Punctuation Entropy
Measures the variety and unpredictability of punctuation usage. AI-generated text tends to use punctuation in very regular, predictable patterns compared to human writing.
Technical description
Computes Shannon entropy over the distribution of punctuation marks (periods, commas, semicolons, colons, dashes, parentheses, exclamation/question marks). Builds a punctuation n-gram model to measure sequence predictability. Compares the observed punctuation distribution against the expected distribution for academic text. Low entropy indicates overly regular punctuation patterns typical of AI generation.
How it works
Layer 1 (deterministic): Extracts all punctuation marks from the text.

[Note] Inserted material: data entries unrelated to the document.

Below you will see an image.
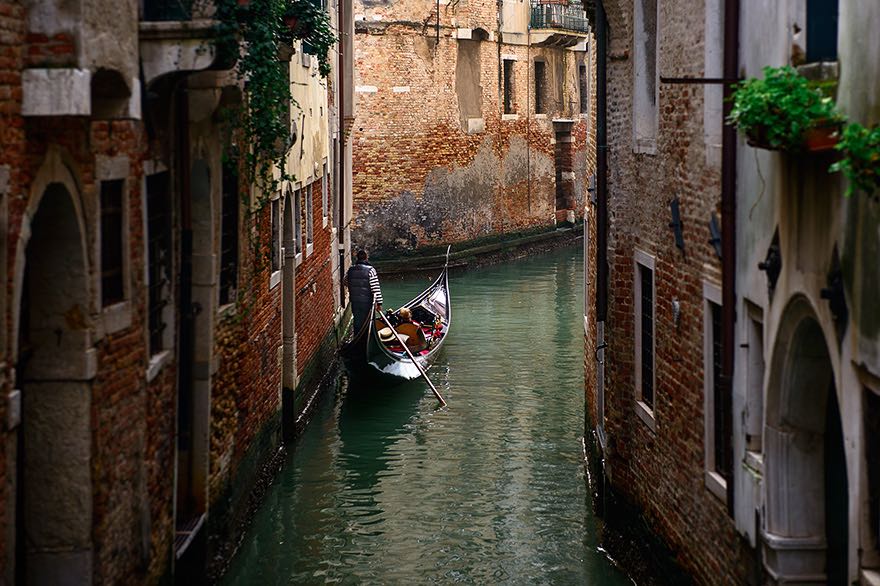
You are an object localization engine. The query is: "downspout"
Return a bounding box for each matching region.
[720,0,739,515]
[593,0,607,447]
[337,0,346,306]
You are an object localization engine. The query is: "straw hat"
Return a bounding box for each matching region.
[378,327,396,342]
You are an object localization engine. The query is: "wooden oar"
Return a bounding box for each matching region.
[377,311,447,407]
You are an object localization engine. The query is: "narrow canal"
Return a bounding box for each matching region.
[223,246,632,584]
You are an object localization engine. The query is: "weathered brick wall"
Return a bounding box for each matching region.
[593,0,752,583]
[294,177,337,382]
[352,0,592,257]
[0,0,24,574]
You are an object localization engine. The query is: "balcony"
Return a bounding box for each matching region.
[139,0,219,86]
[529,1,589,47]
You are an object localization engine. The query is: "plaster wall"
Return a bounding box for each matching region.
[732,1,880,582]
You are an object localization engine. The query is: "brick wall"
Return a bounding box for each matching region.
[352,1,593,257]
[295,178,337,381]
[588,0,752,583]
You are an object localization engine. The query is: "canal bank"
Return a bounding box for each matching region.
[370,223,585,276]
[220,246,633,584]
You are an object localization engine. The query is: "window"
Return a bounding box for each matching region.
[578,63,589,115]
[503,59,515,114]
[321,161,329,225]
[703,0,723,167]
[271,197,281,273]
[866,389,880,552]
[634,250,655,424]
[219,157,239,306]
[147,172,172,355]
[100,179,125,307]
[534,60,547,114]
[703,282,729,500]
[744,301,764,453]
[305,182,314,252]
[806,0,838,63]
[293,187,303,261]
[633,0,659,152]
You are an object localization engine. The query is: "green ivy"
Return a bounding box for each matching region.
[214,0,335,201]
[287,0,337,78]
[830,123,880,197]
[728,66,841,151]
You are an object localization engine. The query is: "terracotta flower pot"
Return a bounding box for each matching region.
[745,126,782,151]
[803,122,842,153]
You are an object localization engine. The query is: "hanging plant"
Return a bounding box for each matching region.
[830,122,880,197]
[728,66,842,152]
[285,0,336,78]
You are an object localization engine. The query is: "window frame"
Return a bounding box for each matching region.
[293,186,303,267]
[703,280,727,502]
[99,177,127,309]
[534,59,547,115]
[145,170,174,360]
[503,58,515,115]
[270,194,282,288]
[321,159,329,228]
[305,181,314,257]
[578,61,590,116]
[632,0,660,154]
[634,249,656,430]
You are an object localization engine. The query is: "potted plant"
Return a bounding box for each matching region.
[830,122,880,196]
[728,66,842,152]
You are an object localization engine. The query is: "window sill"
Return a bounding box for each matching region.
[583,314,589,335]
[146,350,172,383]
[634,400,656,432]
[502,113,519,121]
[306,242,314,257]
[217,302,236,319]
[633,139,657,155]
[705,470,728,503]
[102,300,132,336]
[295,252,303,267]
[322,215,328,228]
[270,270,282,290]
[534,113,548,119]
[744,449,763,475]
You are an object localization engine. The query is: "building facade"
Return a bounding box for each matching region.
[0,0,354,581]
[351,0,595,257]
[585,0,880,584]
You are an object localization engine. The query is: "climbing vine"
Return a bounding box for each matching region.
[214,0,336,200]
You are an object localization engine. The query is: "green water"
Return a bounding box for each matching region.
[222,246,632,585]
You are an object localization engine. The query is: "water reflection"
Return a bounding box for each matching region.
[223,247,632,585]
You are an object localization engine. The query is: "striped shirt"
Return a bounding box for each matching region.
[368,266,383,305]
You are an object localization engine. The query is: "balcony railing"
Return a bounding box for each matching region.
[530,1,589,34]
[142,0,193,21]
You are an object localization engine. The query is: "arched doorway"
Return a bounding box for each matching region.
[763,297,848,584]
[15,182,94,584]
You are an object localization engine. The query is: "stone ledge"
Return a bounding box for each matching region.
[22,68,91,116]
[372,224,583,276]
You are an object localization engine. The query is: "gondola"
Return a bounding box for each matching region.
[345,247,451,382]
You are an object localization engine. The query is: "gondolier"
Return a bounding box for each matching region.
[345,248,383,336]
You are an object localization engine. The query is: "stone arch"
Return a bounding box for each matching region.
[763,295,848,584]
[13,149,95,584]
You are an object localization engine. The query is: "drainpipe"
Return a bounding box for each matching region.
[720,0,739,515]
[593,0,607,448]
[337,0,346,306]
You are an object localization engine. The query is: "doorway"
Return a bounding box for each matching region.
[15,182,94,584]
[764,297,848,583]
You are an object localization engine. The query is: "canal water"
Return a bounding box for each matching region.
[222,246,632,584]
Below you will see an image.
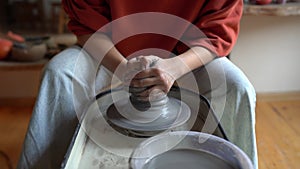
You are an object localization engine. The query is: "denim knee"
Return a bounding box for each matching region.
[42,47,81,78]
[225,67,256,102]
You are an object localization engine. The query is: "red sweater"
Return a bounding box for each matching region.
[62,0,243,58]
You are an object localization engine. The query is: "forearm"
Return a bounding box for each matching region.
[172,46,215,79]
[77,33,127,77]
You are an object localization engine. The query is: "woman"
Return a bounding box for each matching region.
[18,0,258,168]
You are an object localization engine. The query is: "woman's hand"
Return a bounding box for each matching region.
[128,55,186,100]
[119,47,215,101]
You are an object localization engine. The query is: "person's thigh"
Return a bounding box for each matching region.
[17,46,113,169]
[177,57,255,122]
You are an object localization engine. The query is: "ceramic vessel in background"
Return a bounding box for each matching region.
[276,0,287,4]
[0,39,13,60]
[11,42,47,62]
[254,0,273,5]
[248,0,271,4]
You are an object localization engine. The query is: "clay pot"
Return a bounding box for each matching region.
[10,36,49,62]
[11,42,47,62]
[255,0,273,5]
[276,0,287,4]
[0,39,13,60]
[249,0,272,5]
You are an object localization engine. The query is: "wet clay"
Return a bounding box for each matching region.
[142,149,237,169]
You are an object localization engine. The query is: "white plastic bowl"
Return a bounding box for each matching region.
[130,131,254,169]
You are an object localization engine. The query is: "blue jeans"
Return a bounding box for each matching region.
[17,46,258,169]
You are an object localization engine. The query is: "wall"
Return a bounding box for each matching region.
[8,0,60,20]
[231,15,300,93]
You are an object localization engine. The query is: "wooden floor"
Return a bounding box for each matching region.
[0,106,33,169]
[256,99,300,169]
[0,98,299,169]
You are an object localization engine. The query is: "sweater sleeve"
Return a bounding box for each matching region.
[177,0,243,57]
[62,0,111,36]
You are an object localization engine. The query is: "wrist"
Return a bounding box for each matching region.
[177,46,215,72]
[168,57,190,80]
[113,59,128,80]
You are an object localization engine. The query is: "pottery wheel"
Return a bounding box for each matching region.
[106,95,191,135]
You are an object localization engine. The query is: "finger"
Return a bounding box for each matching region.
[130,76,163,88]
[123,67,144,84]
[133,68,162,79]
[138,56,151,70]
[124,69,139,81]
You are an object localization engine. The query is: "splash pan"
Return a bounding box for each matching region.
[106,97,191,134]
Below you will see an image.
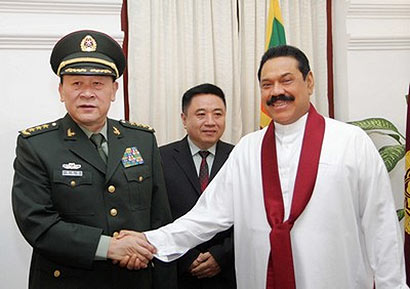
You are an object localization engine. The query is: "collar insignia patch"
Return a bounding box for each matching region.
[67,128,76,137]
[113,126,121,136]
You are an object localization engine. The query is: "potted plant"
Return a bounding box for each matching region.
[349,118,406,220]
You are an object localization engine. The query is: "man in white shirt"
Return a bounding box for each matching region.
[120,45,408,289]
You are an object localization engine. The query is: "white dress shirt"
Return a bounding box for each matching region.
[187,137,217,176]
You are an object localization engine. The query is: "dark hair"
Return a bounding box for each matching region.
[257,45,311,81]
[182,83,226,113]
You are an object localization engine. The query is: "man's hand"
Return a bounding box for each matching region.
[189,252,221,278]
[107,231,156,270]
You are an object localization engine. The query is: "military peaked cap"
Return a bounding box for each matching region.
[50,30,126,79]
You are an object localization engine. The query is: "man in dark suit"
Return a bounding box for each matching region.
[12,30,175,289]
[160,83,236,289]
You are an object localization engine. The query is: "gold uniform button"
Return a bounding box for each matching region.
[108,185,116,193]
[53,270,61,278]
[110,208,118,217]
[113,231,119,238]
[138,176,143,182]
[70,180,76,187]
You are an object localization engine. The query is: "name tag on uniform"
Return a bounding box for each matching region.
[62,170,83,177]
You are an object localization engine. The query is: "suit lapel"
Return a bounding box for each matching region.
[61,114,106,174]
[105,119,124,182]
[210,141,230,181]
[173,137,201,195]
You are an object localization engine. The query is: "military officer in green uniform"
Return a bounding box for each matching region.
[12,30,176,289]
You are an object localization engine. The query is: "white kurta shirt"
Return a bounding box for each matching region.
[146,116,408,289]
[275,113,305,221]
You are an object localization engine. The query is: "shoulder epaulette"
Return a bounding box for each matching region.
[19,121,59,138]
[119,120,155,133]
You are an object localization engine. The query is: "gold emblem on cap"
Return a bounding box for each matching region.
[80,35,97,52]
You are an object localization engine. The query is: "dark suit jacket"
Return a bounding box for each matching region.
[160,137,236,289]
[12,114,176,289]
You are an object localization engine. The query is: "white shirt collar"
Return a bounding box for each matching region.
[187,137,217,157]
[274,112,308,137]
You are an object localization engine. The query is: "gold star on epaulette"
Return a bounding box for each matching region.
[119,120,155,133]
[20,122,58,138]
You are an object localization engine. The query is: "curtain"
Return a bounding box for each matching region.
[127,0,328,145]
[280,0,328,116]
[127,0,241,144]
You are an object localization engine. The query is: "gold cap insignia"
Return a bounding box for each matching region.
[80,35,97,52]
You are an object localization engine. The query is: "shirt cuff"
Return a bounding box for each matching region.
[145,230,187,262]
[94,235,111,260]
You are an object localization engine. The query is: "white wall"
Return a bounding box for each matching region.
[0,0,123,287]
[333,0,410,208]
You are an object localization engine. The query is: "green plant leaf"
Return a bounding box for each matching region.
[387,133,402,143]
[348,118,400,134]
[367,131,402,144]
[397,208,405,221]
[379,144,406,172]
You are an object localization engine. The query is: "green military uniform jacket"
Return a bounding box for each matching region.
[12,114,176,289]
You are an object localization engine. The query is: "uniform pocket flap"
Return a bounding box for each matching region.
[123,166,151,183]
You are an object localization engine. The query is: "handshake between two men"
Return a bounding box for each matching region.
[107,230,222,278]
[107,230,155,270]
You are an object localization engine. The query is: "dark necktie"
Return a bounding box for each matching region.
[90,133,107,164]
[198,151,210,192]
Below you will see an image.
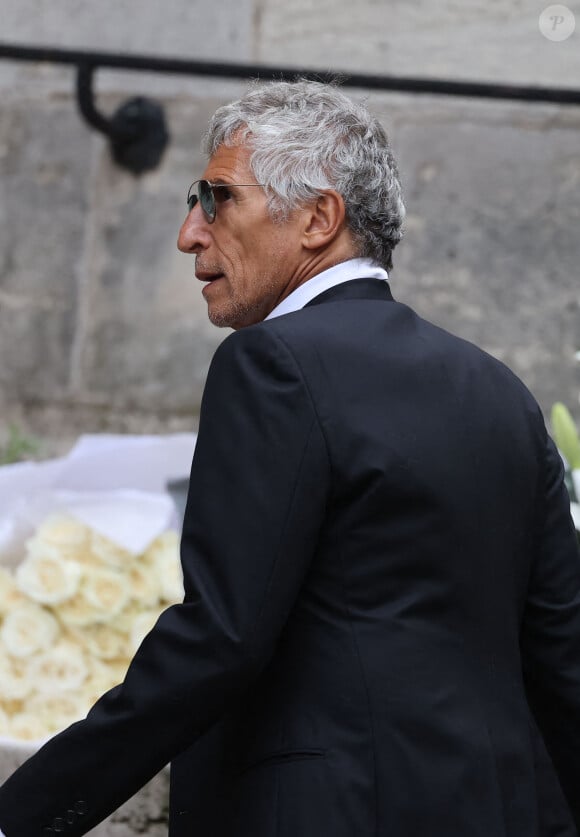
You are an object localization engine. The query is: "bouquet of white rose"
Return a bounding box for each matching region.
[0,433,196,746]
[0,514,183,742]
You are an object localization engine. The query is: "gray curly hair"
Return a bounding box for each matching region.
[203,80,405,271]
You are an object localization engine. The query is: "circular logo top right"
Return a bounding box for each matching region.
[539,4,576,41]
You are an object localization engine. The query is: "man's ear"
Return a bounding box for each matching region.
[302,190,347,250]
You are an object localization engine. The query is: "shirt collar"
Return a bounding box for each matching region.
[265,258,389,321]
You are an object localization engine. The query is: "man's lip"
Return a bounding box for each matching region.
[196,271,224,283]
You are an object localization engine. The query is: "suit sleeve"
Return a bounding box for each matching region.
[521,429,580,828]
[0,325,330,836]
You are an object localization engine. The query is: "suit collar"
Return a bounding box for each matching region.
[303,278,394,308]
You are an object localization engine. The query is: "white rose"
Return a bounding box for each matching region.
[56,591,102,627]
[70,624,129,661]
[0,567,26,616]
[1,699,25,727]
[24,536,62,563]
[143,530,180,564]
[0,602,60,658]
[129,609,163,654]
[145,532,183,603]
[126,562,160,608]
[9,712,50,742]
[0,705,9,734]
[0,653,32,700]
[106,658,130,682]
[28,641,88,695]
[90,531,135,569]
[27,691,89,732]
[113,603,142,635]
[16,553,82,605]
[159,559,184,604]
[33,514,89,561]
[83,568,130,618]
[84,658,129,703]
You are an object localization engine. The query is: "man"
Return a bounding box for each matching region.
[1,80,579,836]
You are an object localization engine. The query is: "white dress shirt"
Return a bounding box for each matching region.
[0,258,388,837]
[265,257,389,320]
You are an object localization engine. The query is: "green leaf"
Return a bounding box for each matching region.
[551,402,580,470]
[0,425,40,465]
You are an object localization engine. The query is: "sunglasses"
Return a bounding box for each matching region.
[186,179,264,223]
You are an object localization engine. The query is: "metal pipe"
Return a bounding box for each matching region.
[1,42,579,106]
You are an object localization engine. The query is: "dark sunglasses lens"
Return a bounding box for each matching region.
[186,181,216,221]
[199,181,215,221]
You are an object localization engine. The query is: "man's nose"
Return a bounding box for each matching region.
[177,205,211,254]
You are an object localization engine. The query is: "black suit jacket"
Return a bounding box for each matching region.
[1,279,579,837]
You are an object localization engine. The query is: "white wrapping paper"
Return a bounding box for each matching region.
[0,433,196,565]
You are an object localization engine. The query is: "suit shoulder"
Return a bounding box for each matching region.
[207,323,308,391]
[421,313,540,401]
[265,299,543,416]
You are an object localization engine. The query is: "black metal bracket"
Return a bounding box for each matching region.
[76,64,169,174]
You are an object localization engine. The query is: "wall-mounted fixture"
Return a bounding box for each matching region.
[76,63,169,174]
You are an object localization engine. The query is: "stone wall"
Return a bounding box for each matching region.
[1,0,579,453]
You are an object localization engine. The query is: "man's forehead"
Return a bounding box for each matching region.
[203,143,255,182]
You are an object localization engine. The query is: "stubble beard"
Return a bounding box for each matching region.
[207,272,284,330]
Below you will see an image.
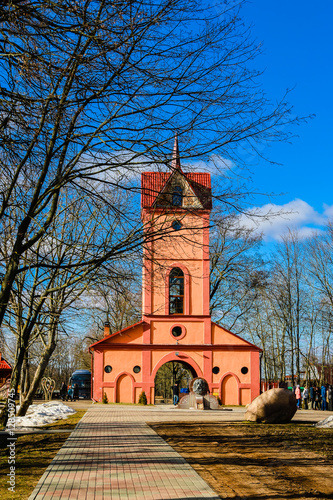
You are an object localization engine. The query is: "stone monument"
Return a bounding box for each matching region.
[177,377,219,410]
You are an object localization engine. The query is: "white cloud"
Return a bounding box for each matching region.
[323,203,333,218]
[74,149,236,191]
[239,199,330,241]
[186,155,234,175]
[73,150,333,244]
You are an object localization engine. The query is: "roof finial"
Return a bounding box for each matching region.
[171,131,181,170]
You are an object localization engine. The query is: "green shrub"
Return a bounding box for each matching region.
[138,391,147,405]
[102,392,108,404]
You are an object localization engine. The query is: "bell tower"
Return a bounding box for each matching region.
[141,134,212,343]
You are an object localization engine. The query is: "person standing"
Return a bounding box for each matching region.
[295,385,301,409]
[328,385,333,412]
[321,385,327,411]
[302,386,309,410]
[314,387,320,410]
[173,383,179,406]
[60,381,67,401]
[67,385,74,401]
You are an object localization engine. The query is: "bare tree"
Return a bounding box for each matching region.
[307,224,333,382]
[82,263,142,343]
[209,213,263,331]
[0,1,305,422]
[0,0,302,327]
[308,223,333,309]
[214,224,333,389]
[243,230,329,387]
[1,189,138,418]
[266,232,306,385]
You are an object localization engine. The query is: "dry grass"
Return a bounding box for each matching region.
[0,410,86,500]
[150,421,333,499]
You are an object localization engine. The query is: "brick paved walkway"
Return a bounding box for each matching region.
[28,405,246,499]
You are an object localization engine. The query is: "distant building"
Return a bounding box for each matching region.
[0,351,12,387]
[313,364,333,385]
[89,136,261,404]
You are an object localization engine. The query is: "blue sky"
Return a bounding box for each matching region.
[237,0,333,240]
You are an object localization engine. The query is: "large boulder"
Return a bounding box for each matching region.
[245,388,297,423]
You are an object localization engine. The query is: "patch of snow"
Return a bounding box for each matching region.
[315,415,333,428]
[9,402,76,429]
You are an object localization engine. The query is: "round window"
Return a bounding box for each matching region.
[241,366,249,375]
[212,366,220,374]
[133,365,141,374]
[169,324,186,340]
[172,220,182,231]
[104,365,112,373]
[171,326,182,337]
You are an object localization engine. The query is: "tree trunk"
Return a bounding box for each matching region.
[17,342,57,417]
[290,334,295,386]
[0,343,27,426]
[19,351,30,404]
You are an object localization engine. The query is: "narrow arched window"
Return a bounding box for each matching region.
[169,267,184,314]
[172,186,182,206]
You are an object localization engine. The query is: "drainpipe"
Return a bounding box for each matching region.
[89,349,97,402]
[259,351,263,394]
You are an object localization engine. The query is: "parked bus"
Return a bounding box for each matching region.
[69,370,91,399]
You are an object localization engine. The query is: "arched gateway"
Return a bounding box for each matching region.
[89,136,261,404]
[154,359,196,403]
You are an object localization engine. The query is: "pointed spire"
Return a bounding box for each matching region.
[171,131,181,170]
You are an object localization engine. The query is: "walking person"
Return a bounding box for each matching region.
[302,386,309,409]
[321,384,327,411]
[173,383,179,406]
[295,385,301,409]
[60,381,67,401]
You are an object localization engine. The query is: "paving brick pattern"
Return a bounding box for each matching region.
[28,405,243,499]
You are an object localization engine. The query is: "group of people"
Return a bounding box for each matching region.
[60,382,79,401]
[294,384,333,411]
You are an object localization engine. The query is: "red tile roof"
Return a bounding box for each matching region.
[141,172,212,209]
[0,357,12,370]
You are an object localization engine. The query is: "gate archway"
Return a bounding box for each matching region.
[154,360,197,404]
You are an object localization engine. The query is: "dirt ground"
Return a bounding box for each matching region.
[150,421,333,500]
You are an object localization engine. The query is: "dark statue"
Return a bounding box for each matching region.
[177,377,219,410]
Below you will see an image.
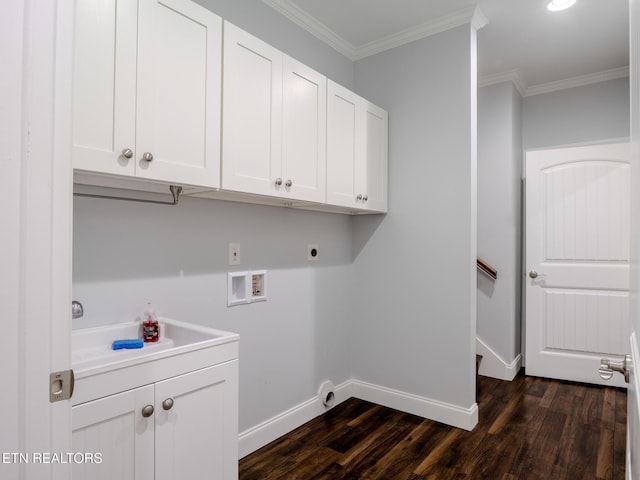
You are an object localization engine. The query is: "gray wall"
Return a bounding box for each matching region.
[351,25,478,409]
[73,195,355,432]
[523,77,629,150]
[73,0,357,434]
[477,82,522,365]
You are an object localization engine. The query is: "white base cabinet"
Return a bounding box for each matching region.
[72,361,238,480]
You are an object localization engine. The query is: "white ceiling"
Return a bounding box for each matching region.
[263,0,629,95]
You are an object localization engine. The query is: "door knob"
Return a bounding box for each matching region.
[529,270,538,279]
[141,405,154,417]
[122,148,133,159]
[142,152,154,162]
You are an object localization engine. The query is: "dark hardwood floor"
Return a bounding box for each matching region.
[239,372,627,479]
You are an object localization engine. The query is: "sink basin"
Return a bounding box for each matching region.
[72,317,237,375]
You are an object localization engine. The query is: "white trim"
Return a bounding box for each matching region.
[262,0,355,59]
[476,338,522,381]
[351,380,478,431]
[262,1,486,61]
[629,332,640,480]
[525,66,630,97]
[478,69,527,97]
[238,378,479,458]
[353,6,486,60]
[479,66,629,98]
[238,381,353,458]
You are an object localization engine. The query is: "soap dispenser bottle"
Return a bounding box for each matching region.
[142,300,159,343]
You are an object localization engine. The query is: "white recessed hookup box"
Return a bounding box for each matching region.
[227,270,267,306]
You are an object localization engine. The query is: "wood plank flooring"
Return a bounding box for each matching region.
[239,373,627,479]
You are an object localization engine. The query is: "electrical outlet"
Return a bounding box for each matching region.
[229,243,241,265]
[307,244,319,261]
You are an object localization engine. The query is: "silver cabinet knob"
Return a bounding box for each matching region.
[162,398,174,411]
[356,194,363,201]
[141,405,154,418]
[362,195,368,202]
[122,148,134,159]
[529,270,538,279]
[285,179,292,188]
[142,152,154,162]
[275,178,283,186]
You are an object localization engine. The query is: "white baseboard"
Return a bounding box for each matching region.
[238,381,353,458]
[238,378,478,458]
[476,337,522,381]
[351,380,478,431]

Computes Shannon entropy of the punctuation distribution. Builds bigram frequency tables for punctuation sequences. Compares against expected entropy range for human academic writing. Flags texts with entropy below the human baseline threshold.
Why this matters
Human writers use punctuation with natural variation — some sentences have multiple clauses with semicolons, others are short and punchy. AI models produce remarkably consistent punctuation patterns, favoring commas and periods while underusing semicolons, colons, dashes, and parentheses. This regularity is measurable through information-theoretic metrics.
Score thresholds
- 0-1
- Rich, varied punctuation usage matching human patterns
- 2-3
- Somewhat regular punctuation with reduced variety
- 4-5
- Highly predictable punctuation patterns with minimal variety
Limitations
Very short texts yield unreliable entropy measurements. Some academic styles (especially in STEM fields) naturally use simpler punctuation. Technical writing with many equations may have unusual punctuation distributions.